Type Directory Priority Format
Convention conventions/ Highest Rule + Examples + Rationale
Decision decisions/ High ADR: Context + Decision + Consequences
Lesson lessons/ Medium Context + Detail + Related
Knowledge knowledge/ Normal Free-form project knowledge

How It Works

  1. You record knowledge via /team-brain learn, /team-brain decide, or /team-brain convention
  2. Entries are saved as markdown files in .team-brain/
  3. BRAIN.md is auto-generated — a prioritized summary under 180 lines
  4. On session start, the hook loads BRAIN.md into Claude's context
  5. Teammates pull via git and get the same context
  6. Optionally generates .cursorrules (Cursor) and AGENTS.md (universal)

Why 180 Lines?

Claude Code applies instructions from context files with ~92% accuracy under 200 lines. Above 400 lines, accuracy drops to ~71%. Team Brain auto-prioritizes (conventions > decisions > lessons > knowledge) and caps BRAIN.md at 180 lines to stay in the sweet spot.


Configuration

Settings are in .team-brain/config.json:

{
  "brain_max_lines": 180,
  "auto_generate": true,
  "inject_into_claude_md": true,
  "generate_cursorrules": false,
  "generate_agents_md": false,
  "priority_order": ["conventions", "decisions", "lessons", "knowledge"],
  "max_entries_per_section": 20,
  "include_dates": true,
  "include_authors": true
}
Setting Description Default
brain_max_lines Max lines in BRAIN.md 180
inject_into_claude_md Auto-inject into CLAUDE.md true
generate_cursorrules Also generate .cursorrules false
generate_agents_md Also generate AGENTS.md false
priority_order Section priority in BRAIN.md conventions first
max_entries_per_section Max entries per section 20

Requirements

  • Claude Code (any version with skill/hook support)
  • Node.js (ships with Claude Code)
  • Git (for sharing with teammates)

FAQ

Q: How is this different from just editing CLAUDE.md?
A: CLAUDE.md is static and manually maintained.
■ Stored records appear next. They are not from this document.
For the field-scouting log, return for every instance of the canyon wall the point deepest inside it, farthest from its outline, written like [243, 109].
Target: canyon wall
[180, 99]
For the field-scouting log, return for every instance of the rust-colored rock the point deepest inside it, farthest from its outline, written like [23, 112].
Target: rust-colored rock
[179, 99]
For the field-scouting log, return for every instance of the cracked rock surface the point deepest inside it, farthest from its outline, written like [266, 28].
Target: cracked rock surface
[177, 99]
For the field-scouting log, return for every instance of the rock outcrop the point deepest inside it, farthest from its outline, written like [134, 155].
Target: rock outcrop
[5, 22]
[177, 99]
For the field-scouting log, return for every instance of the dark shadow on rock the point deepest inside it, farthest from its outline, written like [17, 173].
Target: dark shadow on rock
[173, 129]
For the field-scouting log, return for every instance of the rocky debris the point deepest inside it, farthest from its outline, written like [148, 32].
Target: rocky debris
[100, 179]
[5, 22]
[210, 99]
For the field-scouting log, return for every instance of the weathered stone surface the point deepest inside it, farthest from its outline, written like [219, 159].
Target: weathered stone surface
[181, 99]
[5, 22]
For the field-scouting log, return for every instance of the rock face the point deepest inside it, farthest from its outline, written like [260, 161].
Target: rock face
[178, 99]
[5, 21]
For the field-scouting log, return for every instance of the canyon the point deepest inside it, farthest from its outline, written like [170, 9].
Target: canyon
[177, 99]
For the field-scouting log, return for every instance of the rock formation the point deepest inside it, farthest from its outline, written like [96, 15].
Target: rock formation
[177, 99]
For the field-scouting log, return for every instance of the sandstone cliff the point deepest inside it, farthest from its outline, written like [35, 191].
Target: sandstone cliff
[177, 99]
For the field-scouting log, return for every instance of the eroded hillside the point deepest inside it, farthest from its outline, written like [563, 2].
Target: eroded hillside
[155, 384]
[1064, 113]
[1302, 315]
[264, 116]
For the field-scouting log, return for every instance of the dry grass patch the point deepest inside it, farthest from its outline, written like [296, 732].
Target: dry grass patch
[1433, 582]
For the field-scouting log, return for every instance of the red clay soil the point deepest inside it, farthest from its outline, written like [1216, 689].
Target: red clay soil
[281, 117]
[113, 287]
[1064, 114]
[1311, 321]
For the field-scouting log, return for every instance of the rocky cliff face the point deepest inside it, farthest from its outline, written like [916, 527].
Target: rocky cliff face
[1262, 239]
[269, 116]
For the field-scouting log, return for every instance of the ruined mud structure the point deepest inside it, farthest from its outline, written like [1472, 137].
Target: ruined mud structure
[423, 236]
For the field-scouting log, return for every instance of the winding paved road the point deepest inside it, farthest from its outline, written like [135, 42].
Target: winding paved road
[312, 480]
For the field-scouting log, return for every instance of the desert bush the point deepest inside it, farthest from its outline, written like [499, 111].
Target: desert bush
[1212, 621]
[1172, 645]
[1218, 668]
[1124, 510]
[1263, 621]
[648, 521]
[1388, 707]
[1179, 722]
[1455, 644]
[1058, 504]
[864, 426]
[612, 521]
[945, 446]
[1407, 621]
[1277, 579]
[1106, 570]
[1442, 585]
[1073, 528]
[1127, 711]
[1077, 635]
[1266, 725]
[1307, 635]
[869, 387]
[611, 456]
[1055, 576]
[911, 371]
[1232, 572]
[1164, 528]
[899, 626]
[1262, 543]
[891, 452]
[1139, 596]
Team Brain auto-generates it from structured entries, stays under the 180-line sweet spot, and makes it easy for any team member to contribute knowledge without editing a shared file.

Q: What happens when two people add entries on the same branch?
A: Each entry is its own file, so git merges cleanly. BRAIN.md is auto-generated, so even if it conflicts, running /team-brain sync regenerates it.

Q: Does this work with Cursor / Copilot?
A: Yes. Run /team-brain sync cursorrules to generate .cursorrules for Cursor. Run /team-brain sync agents to generate AGENTS.md which Copilot and other tools read.

Q: Will this slow down my sessions?
A: The SessionStart hook runs in under 100ms. It only regenerates BRAIN.md if entries have changed.

Q: Where is the data stored?
A: Everything is in .team-brain/ in your repo root. It's just files in git — no databases, no cloud, no external services.


Contributing

See CONTRIBUTING.md for guidelines.

Areas where help is needed:

  • Auto-learn hook: detect patterns worth remembering from tool output
  • Conflict resolution UI for BRAIN.md merge conflicts
  • Team analytics dashboard (who's contributing, coverage gaps)
  • Integration with Linear/Jira for linking entries to tickets
  • VS Code extension for browsing team brain entries

License

MIT License. See LICENSE for details.


Your AI should know what your team knows.